- The Washington Times - Thursday, November 16, 2006

While shoppers tally their holiday gift lists, many U.S. companies are confronting tough decisions about how much to spend on employees’ health care next year.

November is the time employers choose the types of health plans for their employees for the coming year.

After seeing health care costs increase by 60 percent in the past six years, most companies are gearing those plans toward a larger employee contribution.

But because monthly health care costs for U.S. employers are projected to increase only 6 percent in 2007 — down from 7 percent last year — employee contributions to health care are likely to remain steady.

“This is good news,” said Helen Darling, president of the National Business Group on Health.

But that bit of good news was eclipsed when the health insurance industry reminded everyone — especially members of the now Democratic-controlled Congress — that 46.6 million Americans have no health coverage.

The industry has put forth a complicated proposal of tax breaks and large state cash grants that, if successful, would eventually free the United States of the distinction of being the only industrialized country in the world not to offer some type of national health plan.

“The protracted rise in health costs is eating into company profit margins and employee wage increases, and taking significant dollars away from benefit and reward programs, said Ron Fontanetta of the benefits-consulting firm Towers Perrin.

“We estimate that, in every year for the last five years, about 1 percent of wage increases has gone to health care costs.”

Ms.
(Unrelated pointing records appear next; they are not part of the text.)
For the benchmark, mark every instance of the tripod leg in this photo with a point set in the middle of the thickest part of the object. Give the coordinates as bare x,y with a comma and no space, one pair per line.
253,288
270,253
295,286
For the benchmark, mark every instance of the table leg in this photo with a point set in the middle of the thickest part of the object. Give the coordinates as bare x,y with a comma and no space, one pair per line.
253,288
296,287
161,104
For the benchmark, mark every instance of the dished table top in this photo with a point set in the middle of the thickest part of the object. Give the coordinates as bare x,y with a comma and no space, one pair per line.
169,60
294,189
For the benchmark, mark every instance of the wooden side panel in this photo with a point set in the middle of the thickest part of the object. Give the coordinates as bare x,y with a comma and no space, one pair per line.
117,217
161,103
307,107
Darling points out that with health care expenses steadily increasing, nearly one-fifth of a 4 percent raise on a $40,000 annual salary would be used toward paying for increased premiums.
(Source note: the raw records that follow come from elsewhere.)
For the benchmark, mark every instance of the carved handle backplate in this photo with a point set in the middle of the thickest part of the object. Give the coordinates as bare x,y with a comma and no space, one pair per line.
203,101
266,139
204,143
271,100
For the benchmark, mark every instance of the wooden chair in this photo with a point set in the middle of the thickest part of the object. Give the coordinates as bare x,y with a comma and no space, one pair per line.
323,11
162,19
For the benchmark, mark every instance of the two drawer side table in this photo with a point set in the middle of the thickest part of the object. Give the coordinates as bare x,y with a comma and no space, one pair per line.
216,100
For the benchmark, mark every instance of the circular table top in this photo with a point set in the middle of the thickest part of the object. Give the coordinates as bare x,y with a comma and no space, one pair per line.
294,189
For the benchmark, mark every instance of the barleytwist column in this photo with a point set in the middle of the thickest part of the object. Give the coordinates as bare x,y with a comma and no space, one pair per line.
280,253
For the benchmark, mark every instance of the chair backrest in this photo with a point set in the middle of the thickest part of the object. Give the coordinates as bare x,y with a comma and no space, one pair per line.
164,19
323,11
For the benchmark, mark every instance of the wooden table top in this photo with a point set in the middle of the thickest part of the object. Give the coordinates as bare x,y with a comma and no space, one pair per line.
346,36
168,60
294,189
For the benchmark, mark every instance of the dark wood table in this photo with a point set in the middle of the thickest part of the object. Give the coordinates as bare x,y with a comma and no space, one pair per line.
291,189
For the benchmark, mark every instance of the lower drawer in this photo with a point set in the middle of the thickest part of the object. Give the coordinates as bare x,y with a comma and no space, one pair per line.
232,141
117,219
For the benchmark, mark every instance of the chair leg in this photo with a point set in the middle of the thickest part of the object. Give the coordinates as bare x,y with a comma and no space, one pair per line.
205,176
“The bad news is wages are not rising as fast as health care costs,” she said.

While Detroit-based automakers General Motors Corp., Ford Motor Co. and DaimlerChrysler AG’s Chrysler Group sat down with President Bush and Vice President Dick Cheney on Tuesday to talk about the fact that health care costs are outpacing the cost of steel and ways to curb those costs, most employers are going to have to figure it out on their own.
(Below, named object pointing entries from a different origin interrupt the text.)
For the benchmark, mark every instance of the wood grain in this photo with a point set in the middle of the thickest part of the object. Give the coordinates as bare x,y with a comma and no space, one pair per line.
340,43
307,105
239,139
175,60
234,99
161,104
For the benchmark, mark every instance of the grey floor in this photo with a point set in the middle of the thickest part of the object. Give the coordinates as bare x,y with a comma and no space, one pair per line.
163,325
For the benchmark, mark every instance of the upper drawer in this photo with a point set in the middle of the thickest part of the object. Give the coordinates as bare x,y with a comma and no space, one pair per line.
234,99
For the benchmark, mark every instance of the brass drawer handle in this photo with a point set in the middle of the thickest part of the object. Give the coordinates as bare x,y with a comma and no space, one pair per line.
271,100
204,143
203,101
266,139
One way is to make health care costs more visible to the employee. A growing trend among employers is to substitute coinsurance payments for the more traditional copayments. A coinsurance payment is a percentage of the cost of a hospital or doctor’s visit, rather than a flat copay.

The consequences of continuing on the current path could add even more problems.

A study by Yale University School of Medicine professor Patricia Keenan warns that employer-sponsored coverage may be facing dire circumstances.

The study finds that the only people willing to retain employer-based coverage, as monthly premium payments continue to rise, will be the wealthy and old. Without young and healthy people, the insurance company takes on a greater risk.

“As the baby boom generation approaches retirement, population aging, combined with declines from rising premiums could further destabilize the employment-based system,” said Ms. Keenan.